Elizabeth Dwoskin, in questo articolo sul Washington Post da cui è stato tratto il grafico, spiegava che dopo essere stati iperattivi nel mercato immobiliare e quello delle obbligazioni, i miliardari cinesi a partire dal 2014 si sono gettati a testa bassa nelle opportunità offerte dalle startup della Silicon Valley. Trovando in America una quantità di società ambiziose ma che da alcuni anni si trovano a non poter avere più accesso agli stessi abbondanti capitali che venivano con molta facilità erogati prima della Grande Recessione ed ora con molta più circospezione.

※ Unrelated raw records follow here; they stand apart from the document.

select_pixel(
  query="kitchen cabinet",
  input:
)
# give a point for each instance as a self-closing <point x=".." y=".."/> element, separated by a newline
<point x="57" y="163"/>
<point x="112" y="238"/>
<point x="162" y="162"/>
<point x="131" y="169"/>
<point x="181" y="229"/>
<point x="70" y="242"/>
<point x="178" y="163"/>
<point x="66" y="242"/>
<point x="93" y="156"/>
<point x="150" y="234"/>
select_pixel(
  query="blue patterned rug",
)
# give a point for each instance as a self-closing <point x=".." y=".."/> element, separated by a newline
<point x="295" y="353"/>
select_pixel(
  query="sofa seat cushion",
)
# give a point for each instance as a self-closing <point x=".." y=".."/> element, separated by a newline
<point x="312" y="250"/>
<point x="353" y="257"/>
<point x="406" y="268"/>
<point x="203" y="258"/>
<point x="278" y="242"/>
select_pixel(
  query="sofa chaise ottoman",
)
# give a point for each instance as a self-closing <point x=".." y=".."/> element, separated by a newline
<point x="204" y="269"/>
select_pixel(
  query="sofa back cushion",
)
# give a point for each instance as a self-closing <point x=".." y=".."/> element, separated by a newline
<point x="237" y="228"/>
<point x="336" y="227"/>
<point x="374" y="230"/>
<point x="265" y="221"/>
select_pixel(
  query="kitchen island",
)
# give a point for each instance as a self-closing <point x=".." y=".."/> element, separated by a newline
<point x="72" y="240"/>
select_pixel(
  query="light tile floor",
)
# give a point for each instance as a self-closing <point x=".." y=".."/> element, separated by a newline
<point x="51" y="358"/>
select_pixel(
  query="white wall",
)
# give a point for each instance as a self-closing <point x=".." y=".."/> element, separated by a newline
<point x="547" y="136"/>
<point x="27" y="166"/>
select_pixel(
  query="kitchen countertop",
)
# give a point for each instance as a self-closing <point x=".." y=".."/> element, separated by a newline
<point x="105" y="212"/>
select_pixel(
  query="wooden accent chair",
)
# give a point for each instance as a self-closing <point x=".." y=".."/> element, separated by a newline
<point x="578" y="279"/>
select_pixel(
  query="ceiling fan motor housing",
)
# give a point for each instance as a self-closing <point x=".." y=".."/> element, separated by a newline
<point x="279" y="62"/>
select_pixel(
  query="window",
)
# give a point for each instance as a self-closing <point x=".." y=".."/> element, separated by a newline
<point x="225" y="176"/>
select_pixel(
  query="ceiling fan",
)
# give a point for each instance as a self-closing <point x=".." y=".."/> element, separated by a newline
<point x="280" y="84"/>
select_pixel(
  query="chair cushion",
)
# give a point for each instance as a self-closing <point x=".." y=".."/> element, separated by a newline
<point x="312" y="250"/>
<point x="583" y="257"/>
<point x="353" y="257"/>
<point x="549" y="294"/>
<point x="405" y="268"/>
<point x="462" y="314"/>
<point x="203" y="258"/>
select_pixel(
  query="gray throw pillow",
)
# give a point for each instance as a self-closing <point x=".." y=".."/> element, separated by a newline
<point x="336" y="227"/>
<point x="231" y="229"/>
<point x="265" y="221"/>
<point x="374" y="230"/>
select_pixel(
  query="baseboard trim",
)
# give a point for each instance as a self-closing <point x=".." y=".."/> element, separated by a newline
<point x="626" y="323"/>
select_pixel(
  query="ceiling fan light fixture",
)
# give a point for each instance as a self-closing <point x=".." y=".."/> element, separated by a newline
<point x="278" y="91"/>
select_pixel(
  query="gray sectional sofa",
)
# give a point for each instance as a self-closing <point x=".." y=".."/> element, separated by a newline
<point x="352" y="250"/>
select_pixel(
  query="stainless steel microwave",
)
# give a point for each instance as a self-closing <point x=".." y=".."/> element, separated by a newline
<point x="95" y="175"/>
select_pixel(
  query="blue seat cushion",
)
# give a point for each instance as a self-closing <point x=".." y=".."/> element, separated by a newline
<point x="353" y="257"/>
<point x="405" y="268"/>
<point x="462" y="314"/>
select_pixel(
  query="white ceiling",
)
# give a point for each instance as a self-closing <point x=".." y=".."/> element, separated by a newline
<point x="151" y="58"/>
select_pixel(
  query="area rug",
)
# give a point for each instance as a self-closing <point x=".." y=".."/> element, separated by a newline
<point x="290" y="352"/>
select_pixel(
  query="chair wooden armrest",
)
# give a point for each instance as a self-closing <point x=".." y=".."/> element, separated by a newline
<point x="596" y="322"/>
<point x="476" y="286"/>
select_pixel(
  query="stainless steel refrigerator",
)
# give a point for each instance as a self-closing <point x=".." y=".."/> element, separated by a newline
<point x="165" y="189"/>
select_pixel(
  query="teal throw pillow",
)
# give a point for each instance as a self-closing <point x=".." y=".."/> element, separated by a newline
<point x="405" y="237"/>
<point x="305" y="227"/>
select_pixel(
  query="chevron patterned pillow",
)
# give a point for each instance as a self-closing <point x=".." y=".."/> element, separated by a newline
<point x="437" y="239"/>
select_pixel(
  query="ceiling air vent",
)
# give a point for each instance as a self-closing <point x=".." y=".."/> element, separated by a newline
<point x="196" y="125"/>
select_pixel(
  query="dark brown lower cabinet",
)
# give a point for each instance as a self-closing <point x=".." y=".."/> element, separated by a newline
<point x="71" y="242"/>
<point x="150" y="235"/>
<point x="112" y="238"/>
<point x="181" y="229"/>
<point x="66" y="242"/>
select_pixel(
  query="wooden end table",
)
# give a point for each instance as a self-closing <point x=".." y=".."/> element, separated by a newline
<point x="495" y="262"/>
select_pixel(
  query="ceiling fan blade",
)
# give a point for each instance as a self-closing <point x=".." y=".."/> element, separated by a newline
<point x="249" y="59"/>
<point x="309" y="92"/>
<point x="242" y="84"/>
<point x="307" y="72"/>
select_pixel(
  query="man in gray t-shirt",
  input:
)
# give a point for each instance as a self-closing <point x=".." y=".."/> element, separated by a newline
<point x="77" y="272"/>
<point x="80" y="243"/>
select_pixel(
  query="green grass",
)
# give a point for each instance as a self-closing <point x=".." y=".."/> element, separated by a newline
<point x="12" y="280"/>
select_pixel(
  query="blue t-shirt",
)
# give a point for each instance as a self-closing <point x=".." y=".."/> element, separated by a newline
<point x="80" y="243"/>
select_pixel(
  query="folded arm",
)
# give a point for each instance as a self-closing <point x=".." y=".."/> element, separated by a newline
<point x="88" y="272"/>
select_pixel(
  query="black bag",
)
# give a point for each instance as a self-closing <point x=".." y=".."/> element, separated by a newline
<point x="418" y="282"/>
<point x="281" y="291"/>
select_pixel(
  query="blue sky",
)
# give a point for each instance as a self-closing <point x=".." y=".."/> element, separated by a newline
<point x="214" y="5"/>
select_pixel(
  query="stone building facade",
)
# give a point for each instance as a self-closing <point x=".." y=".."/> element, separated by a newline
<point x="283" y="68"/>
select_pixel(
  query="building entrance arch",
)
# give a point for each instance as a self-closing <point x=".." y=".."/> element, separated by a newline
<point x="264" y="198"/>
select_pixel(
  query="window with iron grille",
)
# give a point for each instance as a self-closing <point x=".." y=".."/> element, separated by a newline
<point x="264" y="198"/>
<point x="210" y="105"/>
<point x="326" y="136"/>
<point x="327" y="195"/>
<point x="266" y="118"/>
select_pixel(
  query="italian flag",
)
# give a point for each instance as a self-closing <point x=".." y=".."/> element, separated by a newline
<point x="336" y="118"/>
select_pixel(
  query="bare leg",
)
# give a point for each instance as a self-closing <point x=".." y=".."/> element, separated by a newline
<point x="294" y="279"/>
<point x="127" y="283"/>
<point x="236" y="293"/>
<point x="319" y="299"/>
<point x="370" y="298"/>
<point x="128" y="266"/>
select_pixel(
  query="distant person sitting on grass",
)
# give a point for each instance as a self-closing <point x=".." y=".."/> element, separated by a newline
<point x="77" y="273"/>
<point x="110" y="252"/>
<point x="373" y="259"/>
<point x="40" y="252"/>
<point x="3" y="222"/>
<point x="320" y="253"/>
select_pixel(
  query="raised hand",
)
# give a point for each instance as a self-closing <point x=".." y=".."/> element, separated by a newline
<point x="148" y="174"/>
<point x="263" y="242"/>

I primi e più importanti investimenti sono andati nell’high-tech. Ma da tempo ha iniziato a svilupparsi un filone di startup che puntano al mercato dei veicoli di nuova generazione, elettrici e/o a guida autonoma, dove i capitali cinesi sono ora quasi immancabilmente presenti e una nuova bolla si sta formando. Mentre nell’high-tech ci sono già i primi casi di rigetto, l’auto di nuova generazione sembra ancora nella fase di luna di miele. Sembra così per Atieva, creata da dirigenti usciti da Tesla ed Oracle, a cominciare dal Chief Technology Officer Peter Rawlinson, che in Tesla era vice-presidente e capo progetto della Model S. È ancora ad un paio di anni dall’entrare sul mercato, ma di recente ha svelato l’intenzione di mettere in vendita una berlina premium tutta elettrica nel 2018 ed un paio di crossover di fascia alta a seguire tra 2020 e 2021, piani che sono stati riferiti  dalla Reuters.

Un’altra startup americana che poggia su capitali cinesi è Faraday Future: sta costruendo una fabbrica da $1 miliardo in Nevada tra perplessità e annunci di reclutamento di dirigenti dal curriculum roboante, il più noto dei quali da noi è quel Marco Mattiacci che a suo tempo si era ritrovato a guidare la Ferrari in Formula 1. Se le startup americane amano strapparsi dirigenti e progettisti non mancano situazioni di scarsa trasparenza: Jia Yueting, ancora lui, oltre ad aver annunciato con la sua LeEco di voler costruire la LeSee che vedete nella foto di apertura, è presente sia nel capitale di Atieva sia in quello di Faraday Future.

Forse, questo è un segnale che vedremo nel tempo un consolidamento tra le startup per creare qualcosa di più solido. O forse è un segnale meno rassicurante che al momento è urgente soprattutto investire il fiume di denaro che arriva dalla Cina, finché i rubinetti che portano all’estero per qualche ragione non si prosciugheranno. Con la stretta del ministero dell’industria cinese chi non ha davvero intenzione di passare dal progetto alla produzione finirà ai margini. Ma le opportunità di spendere i soldi degli investitori in vetrine più o meno brillanti non mancano, fuori dalla Cina, e non solo nella Silicon Valley.

Un’altra nuova società cinese, NextEV, è partita da $465 milioni di investimento per costruire una fabbrica insieme al governo municipale di Nanjing. Ma anche NextEV non ha saputo resistere all’attrazione di una ribalta occidentale. E mentre investe negli Stati Uniti si è comprata uno spazio a caro prezzo nel circus della Formula E, la categoria di monoposto elettriche da competizione in cui sono già presenti case tradizionali come Audi, Jaguar, PSA e Renault.